According to a recent publication in the American Journal of Transplantation, the efficacy of a mRNA vaccine against treatment for COVID-19 disease is 77% for immunocompromised patients, compared with 90% for immunocompromised patients, and varies in different subgroups of patients. The Doctors of the Therapeutic Clinic of the Medical School of the National and Kapodistrian University of Athens Theodora Psaltopoulou, Panos Malandrakis, Giannis Danasis and Thanos Dimopoulos (Rector of EKPA) summarize the data.
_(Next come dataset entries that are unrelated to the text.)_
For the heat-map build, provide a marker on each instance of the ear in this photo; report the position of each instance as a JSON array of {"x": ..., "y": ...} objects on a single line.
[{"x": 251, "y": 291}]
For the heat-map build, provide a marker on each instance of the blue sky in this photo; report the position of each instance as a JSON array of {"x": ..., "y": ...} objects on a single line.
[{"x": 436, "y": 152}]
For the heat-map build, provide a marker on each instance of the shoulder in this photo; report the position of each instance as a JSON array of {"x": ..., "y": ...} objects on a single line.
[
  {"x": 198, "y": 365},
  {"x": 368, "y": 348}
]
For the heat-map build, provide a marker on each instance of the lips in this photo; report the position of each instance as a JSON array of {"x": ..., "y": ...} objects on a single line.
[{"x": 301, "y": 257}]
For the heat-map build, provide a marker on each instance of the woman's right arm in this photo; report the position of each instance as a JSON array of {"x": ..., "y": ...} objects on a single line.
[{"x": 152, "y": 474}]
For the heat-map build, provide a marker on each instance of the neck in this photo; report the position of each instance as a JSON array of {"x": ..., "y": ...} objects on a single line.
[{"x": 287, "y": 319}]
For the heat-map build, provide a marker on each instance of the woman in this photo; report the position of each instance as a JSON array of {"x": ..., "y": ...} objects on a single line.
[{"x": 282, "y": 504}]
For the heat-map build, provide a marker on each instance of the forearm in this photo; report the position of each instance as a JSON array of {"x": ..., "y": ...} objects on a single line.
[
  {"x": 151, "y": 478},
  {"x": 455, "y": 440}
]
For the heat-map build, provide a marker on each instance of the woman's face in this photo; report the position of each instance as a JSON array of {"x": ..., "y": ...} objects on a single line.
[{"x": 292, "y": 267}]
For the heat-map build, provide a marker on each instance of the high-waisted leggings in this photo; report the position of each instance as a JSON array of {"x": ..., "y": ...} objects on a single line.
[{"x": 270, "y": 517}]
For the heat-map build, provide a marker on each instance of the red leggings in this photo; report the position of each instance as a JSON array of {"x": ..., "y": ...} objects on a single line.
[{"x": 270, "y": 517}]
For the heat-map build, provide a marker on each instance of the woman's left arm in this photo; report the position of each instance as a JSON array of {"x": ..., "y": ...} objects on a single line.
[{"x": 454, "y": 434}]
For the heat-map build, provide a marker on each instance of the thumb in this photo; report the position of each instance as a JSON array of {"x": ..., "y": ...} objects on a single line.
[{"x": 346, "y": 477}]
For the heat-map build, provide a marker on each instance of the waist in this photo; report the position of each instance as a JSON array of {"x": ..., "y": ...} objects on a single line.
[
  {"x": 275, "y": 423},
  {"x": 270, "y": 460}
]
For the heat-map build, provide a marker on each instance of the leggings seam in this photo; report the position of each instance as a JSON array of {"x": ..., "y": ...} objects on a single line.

Certainly the immunocompromised benefit from the vaccine, but they are less protected than the healthy from the severe form of the disease. Those immunosuppressed according to the CDC guidelines are advised to receive three doses of vaccine and one dose of booster and in case of illness to be closely monitored both for possible exacerbation of the disease and for immediate administration of other possible treatments (eg monoclonal antibodies).
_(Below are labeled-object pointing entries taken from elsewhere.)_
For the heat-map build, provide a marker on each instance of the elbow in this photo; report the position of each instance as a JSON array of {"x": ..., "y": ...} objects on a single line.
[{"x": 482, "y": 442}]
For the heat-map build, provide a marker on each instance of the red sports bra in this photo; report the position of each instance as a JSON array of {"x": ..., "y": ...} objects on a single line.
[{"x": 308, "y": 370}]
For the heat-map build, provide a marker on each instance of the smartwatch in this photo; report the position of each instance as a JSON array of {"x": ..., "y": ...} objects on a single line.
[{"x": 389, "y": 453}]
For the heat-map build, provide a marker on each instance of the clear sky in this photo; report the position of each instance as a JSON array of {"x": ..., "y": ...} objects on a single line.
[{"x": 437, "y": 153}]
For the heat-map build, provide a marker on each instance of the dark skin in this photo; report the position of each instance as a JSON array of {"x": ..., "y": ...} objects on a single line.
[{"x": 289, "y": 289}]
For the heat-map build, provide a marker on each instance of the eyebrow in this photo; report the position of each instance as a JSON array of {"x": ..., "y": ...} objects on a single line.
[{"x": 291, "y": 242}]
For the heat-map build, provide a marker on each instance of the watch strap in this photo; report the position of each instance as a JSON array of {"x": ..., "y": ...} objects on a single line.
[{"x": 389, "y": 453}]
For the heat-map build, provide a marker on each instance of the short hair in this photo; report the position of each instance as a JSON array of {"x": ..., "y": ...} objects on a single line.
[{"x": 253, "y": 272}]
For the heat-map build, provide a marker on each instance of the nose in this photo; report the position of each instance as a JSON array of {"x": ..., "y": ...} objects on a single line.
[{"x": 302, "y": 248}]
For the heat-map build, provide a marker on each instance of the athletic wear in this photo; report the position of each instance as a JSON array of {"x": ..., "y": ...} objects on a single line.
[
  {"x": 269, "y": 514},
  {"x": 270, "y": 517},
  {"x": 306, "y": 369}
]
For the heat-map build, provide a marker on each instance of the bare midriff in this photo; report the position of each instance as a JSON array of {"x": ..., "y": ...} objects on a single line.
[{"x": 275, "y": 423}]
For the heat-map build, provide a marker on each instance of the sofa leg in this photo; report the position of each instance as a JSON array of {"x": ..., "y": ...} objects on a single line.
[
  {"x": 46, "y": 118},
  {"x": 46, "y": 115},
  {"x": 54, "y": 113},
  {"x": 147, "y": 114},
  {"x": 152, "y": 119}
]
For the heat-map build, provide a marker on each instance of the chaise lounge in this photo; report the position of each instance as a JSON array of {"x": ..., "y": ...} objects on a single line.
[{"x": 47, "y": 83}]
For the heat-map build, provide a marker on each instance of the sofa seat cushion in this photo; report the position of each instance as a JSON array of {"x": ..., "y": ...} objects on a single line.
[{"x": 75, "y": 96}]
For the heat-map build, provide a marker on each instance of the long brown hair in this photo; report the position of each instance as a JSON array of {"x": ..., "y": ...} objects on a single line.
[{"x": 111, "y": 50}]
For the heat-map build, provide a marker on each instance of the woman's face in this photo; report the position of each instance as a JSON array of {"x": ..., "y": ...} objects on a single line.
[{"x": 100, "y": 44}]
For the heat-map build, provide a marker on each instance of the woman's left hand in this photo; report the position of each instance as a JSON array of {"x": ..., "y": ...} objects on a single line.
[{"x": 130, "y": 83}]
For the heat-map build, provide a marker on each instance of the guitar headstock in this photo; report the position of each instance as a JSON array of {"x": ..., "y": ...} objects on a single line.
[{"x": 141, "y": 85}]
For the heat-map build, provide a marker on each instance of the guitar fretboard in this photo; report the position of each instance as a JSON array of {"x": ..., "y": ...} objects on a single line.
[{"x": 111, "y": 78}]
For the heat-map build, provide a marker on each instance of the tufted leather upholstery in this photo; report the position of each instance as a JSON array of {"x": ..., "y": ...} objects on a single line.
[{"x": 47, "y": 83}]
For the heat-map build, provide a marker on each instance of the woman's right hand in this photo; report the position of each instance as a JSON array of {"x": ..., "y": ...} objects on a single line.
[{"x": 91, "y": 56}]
Between January and September 2021 in data from 187 hospitals in 9 US states, 53% of immunocompromised patients (10564 from 20101 people) and 43% of immunocompromised patients (29456 from 69116) were fully vaccinated respectively receive two doses of a mRNA vaccine (Pfizer or Moderna) more than 14 days before the day of hospitalization. Among the immunocompromised, 41% had received the Moderna vaccine and 59% had received the Pfizer vaccine, and the corresponding rates for the immunocompromised were 42% and 58%, respectively. The efficiency seemed to reach 90% in the healthy, while 77% in the immunocompromised patients.
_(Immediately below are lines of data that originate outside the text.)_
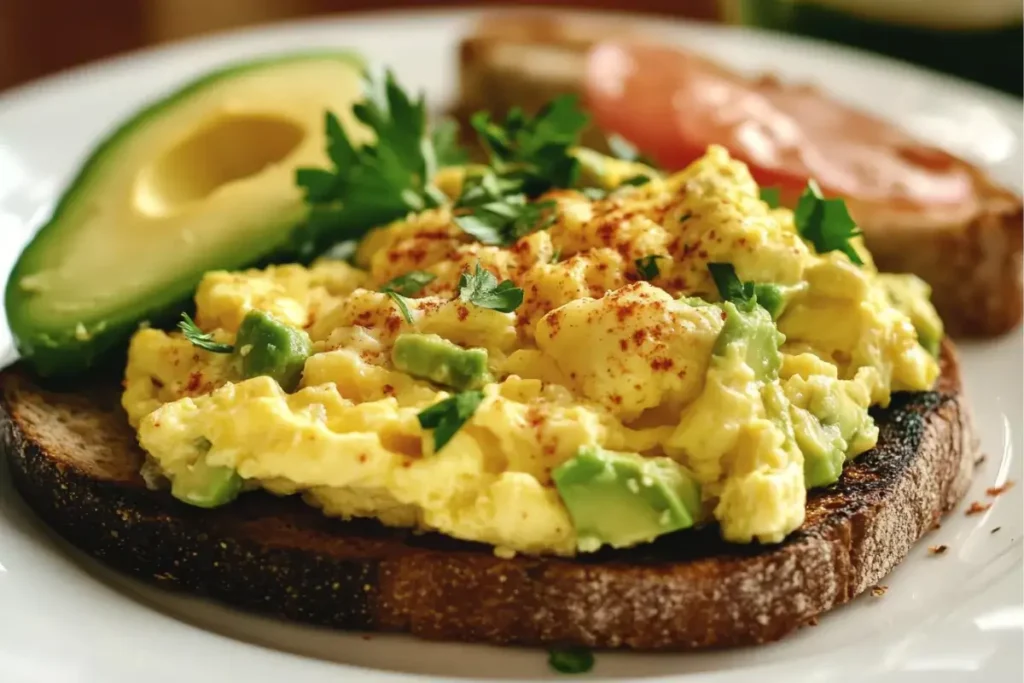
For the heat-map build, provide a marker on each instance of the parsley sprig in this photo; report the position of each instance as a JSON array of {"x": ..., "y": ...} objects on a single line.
[
  {"x": 203, "y": 340},
  {"x": 406, "y": 286},
  {"x": 527, "y": 157},
  {"x": 480, "y": 288},
  {"x": 825, "y": 223},
  {"x": 446, "y": 417},
  {"x": 491, "y": 210},
  {"x": 374, "y": 183}
]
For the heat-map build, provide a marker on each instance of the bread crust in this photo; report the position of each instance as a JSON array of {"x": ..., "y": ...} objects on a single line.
[
  {"x": 971, "y": 254},
  {"x": 74, "y": 459}
]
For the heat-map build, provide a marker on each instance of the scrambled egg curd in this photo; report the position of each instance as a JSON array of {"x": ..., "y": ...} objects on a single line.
[{"x": 620, "y": 395}]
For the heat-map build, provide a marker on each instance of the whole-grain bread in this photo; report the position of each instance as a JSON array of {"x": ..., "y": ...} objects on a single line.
[
  {"x": 75, "y": 460},
  {"x": 971, "y": 254}
]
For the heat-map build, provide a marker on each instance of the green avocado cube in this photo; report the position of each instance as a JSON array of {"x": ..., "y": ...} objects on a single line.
[
  {"x": 435, "y": 358},
  {"x": 756, "y": 331},
  {"x": 267, "y": 346},
  {"x": 205, "y": 485},
  {"x": 625, "y": 499}
]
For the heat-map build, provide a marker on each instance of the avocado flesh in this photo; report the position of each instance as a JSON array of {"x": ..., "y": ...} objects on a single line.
[
  {"x": 435, "y": 358},
  {"x": 201, "y": 180},
  {"x": 756, "y": 331},
  {"x": 206, "y": 485},
  {"x": 267, "y": 346},
  {"x": 625, "y": 499}
]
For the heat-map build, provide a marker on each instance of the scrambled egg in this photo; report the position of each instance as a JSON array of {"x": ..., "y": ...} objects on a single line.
[{"x": 594, "y": 356}]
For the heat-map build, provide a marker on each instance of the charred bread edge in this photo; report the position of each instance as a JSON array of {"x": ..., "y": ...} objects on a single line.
[{"x": 279, "y": 557}]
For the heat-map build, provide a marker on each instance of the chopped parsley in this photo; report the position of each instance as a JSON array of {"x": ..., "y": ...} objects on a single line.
[
  {"x": 570, "y": 659},
  {"x": 535, "y": 151},
  {"x": 406, "y": 286},
  {"x": 480, "y": 288},
  {"x": 494, "y": 215},
  {"x": 445, "y": 140},
  {"x": 203, "y": 340},
  {"x": 446, "y": 417},
  {"x": 410, "y": 284},
  {"x": 374, "y": 183},
  {"x": 771, "y": 197},
  {"x": 825, "y": 223},
  {"x": 730, "y": 288},
  {"x": 647, "y": 266}
]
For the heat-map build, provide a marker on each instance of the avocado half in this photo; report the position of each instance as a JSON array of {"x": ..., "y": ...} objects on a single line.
[{"x": 200, "y": 180}]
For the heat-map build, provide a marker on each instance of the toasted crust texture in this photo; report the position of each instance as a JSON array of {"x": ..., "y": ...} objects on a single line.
[
  {"x": 75, "y": 461},
  {"x": 971, "y": 256}
]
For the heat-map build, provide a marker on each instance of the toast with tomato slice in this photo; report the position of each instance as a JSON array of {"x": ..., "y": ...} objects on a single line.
[
  {"x": 966, "y": 241},
  {"x": 76, "y": 462}
]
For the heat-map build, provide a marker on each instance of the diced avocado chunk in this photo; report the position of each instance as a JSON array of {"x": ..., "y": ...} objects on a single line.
[
  {"x": 911, "y": 296},
  {"x": 205, "y": 485},
  {"x": 755, "y": 330},
  {"x": 435, "y": 358},
  {"x": 823, "y": 449},
  {"x": 206, "y": 176},
  {"x": 267, "y": 346},
  {"x": 624, "y": 499}
]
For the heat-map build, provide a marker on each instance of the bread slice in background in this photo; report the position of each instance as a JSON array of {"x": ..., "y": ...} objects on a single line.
[
  {"x": 75, "y": 460},
  {"x": 971, "y": 255}
]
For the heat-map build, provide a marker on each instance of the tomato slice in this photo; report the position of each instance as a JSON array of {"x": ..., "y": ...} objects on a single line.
[{"x": 672, "y": 104}]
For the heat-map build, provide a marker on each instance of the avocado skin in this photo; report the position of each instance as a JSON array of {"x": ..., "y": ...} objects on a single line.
[
  {"x": 53, "y": 353},
  {"x": 267, "y": 346}
]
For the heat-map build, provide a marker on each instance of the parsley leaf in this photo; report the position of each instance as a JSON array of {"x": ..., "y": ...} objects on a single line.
[
  {"x": 825, "y": 223},
  {"x": 401, "y": 303},
  {"x": 535, "y": 151},
  {"x": 445, "y": 140},
  {"x": 570, "y": 659},
  {"x": 201, "y": 339},
  {"x": 771, "y": 197},
  {"x": 487, "y": 210},
  {"x": 375, "y": 183},
  {"x": 480, "y": 288},
  {"x": 647, "y": 266},
  {"x": 623, "y": 148},
  {"x": 730, "y": 288},
  {"x": 448, "y": 416},
  {"x": 409, "y": 284}
]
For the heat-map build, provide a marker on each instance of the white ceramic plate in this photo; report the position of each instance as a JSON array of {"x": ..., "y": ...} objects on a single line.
[{"x": 954, "y": 616}]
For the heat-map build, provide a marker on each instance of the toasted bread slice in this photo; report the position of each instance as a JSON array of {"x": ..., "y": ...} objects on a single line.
[
  {"x": 971, "y": 255},
  {"x": 75, "y": 461}
]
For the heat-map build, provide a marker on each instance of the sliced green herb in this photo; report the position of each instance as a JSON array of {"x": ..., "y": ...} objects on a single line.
[
  {"x": 570, "y": 659},
  {"x": 445, "y": 139},
  {"x": 535, "y": 150},
  {"x": 375, "y": 183},
  {"x": 771, "y": 197},
  {"x": 401, "y": 303},
  {"x": 410, "y": 284},
  {"x": 825, "y": 223},
  {"x": 448, "y": 417},
  {"x": 203, "y": 340},
  {"x": 647, "y": 266},
  {"x": 480, "y": 288}
]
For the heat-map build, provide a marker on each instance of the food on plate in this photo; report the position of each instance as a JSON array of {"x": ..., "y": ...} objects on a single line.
[
  {"x": 199, "y": 180},
  {"x": 922, "y": 210},
  {"x": 550, "y": 378}
]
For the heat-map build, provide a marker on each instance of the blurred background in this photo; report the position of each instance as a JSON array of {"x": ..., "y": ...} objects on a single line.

This percentage ranged from 59% for solid organ or hematopoietic cell transplants, to 81% in patients with rheumatic or inflammatory diseases. The efficacy of the Moderna vaccine for the immunocompromised was 81% and that of the Pfizer vaccine at 71%, although the areas of reliability of the two percentages overlapped. This reduced efficacy for the immunosuppressed was seen both before and during the delta strain.
The authors conclude that immunocompromised patients should continue to use the mask as a preventative measure, it is important to be candidates for treatments that reduce the risk of developing a serious disease such as monoclonal antibodies, and more studies to determine the effectiveness of vaccines in various subgroups of immunocompromised patients around the world are needed. It is important for these patients to receive the fourth dose of the vaccine, 3 to 6 months after the third dose, according to recent decisions in Greece.